Kirill Reznik is a Maryland delegate who is responsible for drafting a bill in his state currently under consideration. He thinks credit history places an unfair burden on those who want to get back on their feet: “We are in the great recession and this creates a vicious cycle. People lose their jobs, that naturally precipitates them, getting behind on bills, their credit scores go down, they are trying to find a job to pay off bills, and employers won’t hire them because of their credit score.”
Kim Hixson, Wisconsin Rep, said, “If somebody is trying to get a job as a truck driver or a trainer in a gym, what does your credit score have to do with your ability to do that job?”
The counter argument from employers is that the real red flags they are looking for are debt collections and legal judgments on a person’s record rather than school loans and medical bills. Mike Aitken of the Society for Human Resource Management said that a ban would deprive hiring managers of an effective hiring aid.

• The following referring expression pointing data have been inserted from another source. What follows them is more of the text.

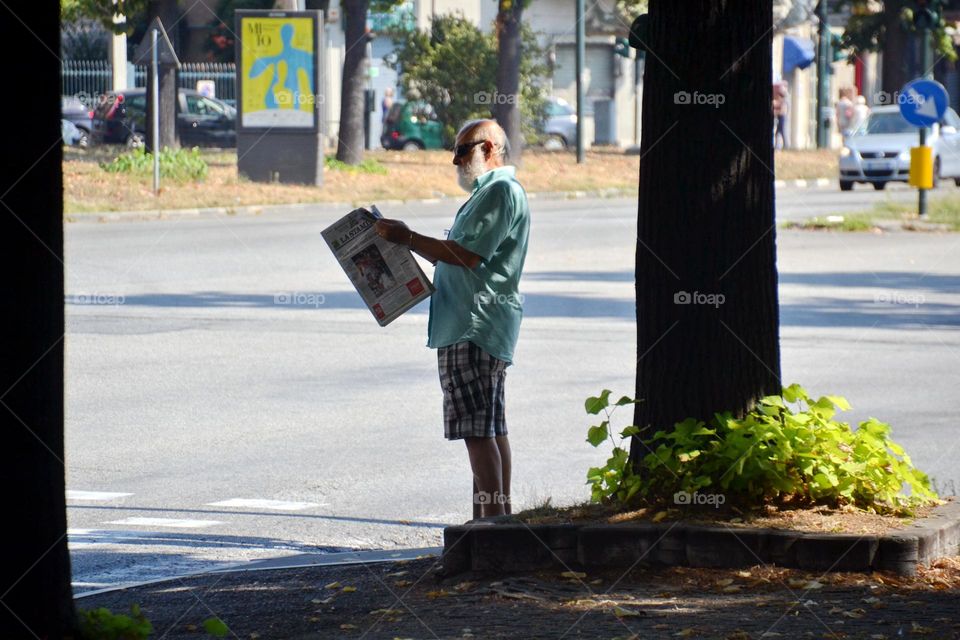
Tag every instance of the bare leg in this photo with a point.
(476, 505)
(486, 466)
(505, 469)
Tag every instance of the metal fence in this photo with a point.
(92, 78)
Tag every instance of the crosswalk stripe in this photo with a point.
(95, 495)
(166, 522)
(255, 503)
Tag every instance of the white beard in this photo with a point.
(467, 173)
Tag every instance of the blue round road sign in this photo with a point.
(923, 102)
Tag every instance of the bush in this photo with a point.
(179, 165)
(101, 624)
(773, 455)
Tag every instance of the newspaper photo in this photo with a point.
(386, 275)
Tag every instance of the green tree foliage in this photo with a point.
(103, 11)
(453, 66)
(870, 20)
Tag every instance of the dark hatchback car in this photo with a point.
(75, 111)
(201, 121)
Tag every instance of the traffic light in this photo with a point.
(836, 48)
(622, 47)
(926, 15)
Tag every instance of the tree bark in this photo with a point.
(896, 40)
(35, 585)
(706, 215)
(507, 105)
(350, 143)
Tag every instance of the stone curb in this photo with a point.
(511, 546)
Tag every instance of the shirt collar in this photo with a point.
(499, 173)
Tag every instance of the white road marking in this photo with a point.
(166, 522)
(254, 503)
(95, 495)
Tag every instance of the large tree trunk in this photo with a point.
(350, 144)
(896, 41)
(35, 585)
(706, 216)
(507, 106)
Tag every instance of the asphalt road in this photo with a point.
(210, 422)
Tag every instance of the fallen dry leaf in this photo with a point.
(573, 574)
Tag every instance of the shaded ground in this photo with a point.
(410, 600)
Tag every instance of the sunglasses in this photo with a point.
(463, 149)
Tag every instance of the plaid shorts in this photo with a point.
(472, 382)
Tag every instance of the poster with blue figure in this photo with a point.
(278, 72)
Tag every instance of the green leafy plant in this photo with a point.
(453, 66)
(775, 454)
(180, 165)
(615, 480)
(101, 624)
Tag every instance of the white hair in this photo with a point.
(497, 136)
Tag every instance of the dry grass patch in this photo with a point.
(399, 176)
(789, 164)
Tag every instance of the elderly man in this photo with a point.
(475, 312)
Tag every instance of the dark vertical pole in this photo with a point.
(581, 36)
(823, 77)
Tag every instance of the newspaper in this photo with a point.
(386, 275)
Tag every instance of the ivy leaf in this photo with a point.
(632, 430)
(840, 402)
(216, 627)
(595, 405)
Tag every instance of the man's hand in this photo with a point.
(393, 231)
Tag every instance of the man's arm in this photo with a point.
(431, 249)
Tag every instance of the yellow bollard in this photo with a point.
(921, 167)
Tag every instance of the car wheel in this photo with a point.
(135, 140)
(554, 142)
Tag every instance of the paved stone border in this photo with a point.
(510, 546)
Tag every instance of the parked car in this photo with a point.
(411, 126)
(560, 126)
(201, 121)
(878, 152)
(74, 110)
(71, 134)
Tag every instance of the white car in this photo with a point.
(878, 152)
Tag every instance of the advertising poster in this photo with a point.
(278, 75)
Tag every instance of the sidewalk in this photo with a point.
(410, 599)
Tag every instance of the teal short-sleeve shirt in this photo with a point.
(483, 305)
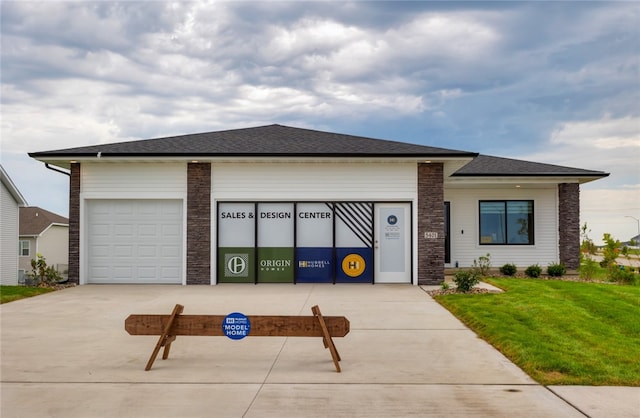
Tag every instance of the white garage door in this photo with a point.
(134, 241)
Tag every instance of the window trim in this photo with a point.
(532, 237)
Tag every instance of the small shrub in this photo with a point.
(588, 268)
(556, 270)
(509, 269)
(533, 271)
(465, 280)
(42, 274)
(622, 274)
(482, 265)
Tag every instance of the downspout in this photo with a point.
(56, 169)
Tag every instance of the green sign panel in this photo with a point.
(236, 265)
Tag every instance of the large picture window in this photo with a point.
(506, 222)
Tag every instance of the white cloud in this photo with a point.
(610, 211)
(606, 133)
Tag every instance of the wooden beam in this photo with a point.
(261, 326)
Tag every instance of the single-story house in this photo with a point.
(45, 233)
(282, 204)
(10, 201)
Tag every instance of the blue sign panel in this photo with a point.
(314, 265)
(236, 326)
(354, 265)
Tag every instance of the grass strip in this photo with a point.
(11, 293)
(559, 332)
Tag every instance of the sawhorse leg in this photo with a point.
(165, 339)
(326, 339)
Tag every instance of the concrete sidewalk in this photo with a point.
(66, 354)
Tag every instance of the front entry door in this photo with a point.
(392, 243)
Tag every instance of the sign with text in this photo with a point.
(275, 242)
(236, 242)
(314, 243)
(236, 326)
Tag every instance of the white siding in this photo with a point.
(53, 244)
(8, 238)
(133, 180)
(314, 181)
(465, 245)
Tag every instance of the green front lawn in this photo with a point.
(11, 293)
(559, 332)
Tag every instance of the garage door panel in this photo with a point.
(135, 241)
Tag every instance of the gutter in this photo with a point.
(56, 169)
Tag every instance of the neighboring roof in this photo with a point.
(488, 166)
(271, 140)
(35, 220)
(11, 187)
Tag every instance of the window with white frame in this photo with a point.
(506, 222)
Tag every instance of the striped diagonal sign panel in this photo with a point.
(358, 217)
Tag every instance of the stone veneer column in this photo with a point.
(430, 223)
(569, 224)
(198, 223)
(74, 224)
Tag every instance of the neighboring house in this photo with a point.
(45, 233)
(282, 204)
(10, 201)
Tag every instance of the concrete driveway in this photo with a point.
(66, 354)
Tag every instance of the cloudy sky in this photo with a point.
(554, 82)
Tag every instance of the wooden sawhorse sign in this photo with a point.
(170, 326)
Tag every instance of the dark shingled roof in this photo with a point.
(34, 220)
(271, 140)
(488, 166)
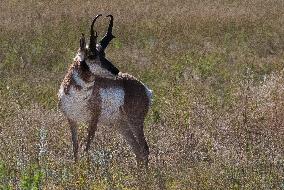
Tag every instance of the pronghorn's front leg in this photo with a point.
(73, 128)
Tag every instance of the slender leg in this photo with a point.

Aitken was noted for saying that although a faulty record of paying bills on time may not indicate they’re a thief or fraudster, but it could offer insight into whether they have the maturity and responsibility to handle an adult working position.
Kim Hixson disagreed saying that she has never heard of a concrete study that can offer a correlation between poor credit and poor job performance.
What needs to be understood, and I don’t think many of our government representatives are “getting” is that it currently is not legal to use a credit score to determine employment. A pre-employment credit report simply gives an employer an overview on how a person handles their finances. There is no score reported, nor does a check for employment purposes take any points away from a person’s current score.
The concerns of employers are justifiable. They risk damaging their own business not having the tool to assist them in making a smart hiring decision. Granted, while credit reports shouldn’t apply to all positions, they definitely should be made available for positions which deal with money. Would you put someone in charge of your finances who can’t manage their own?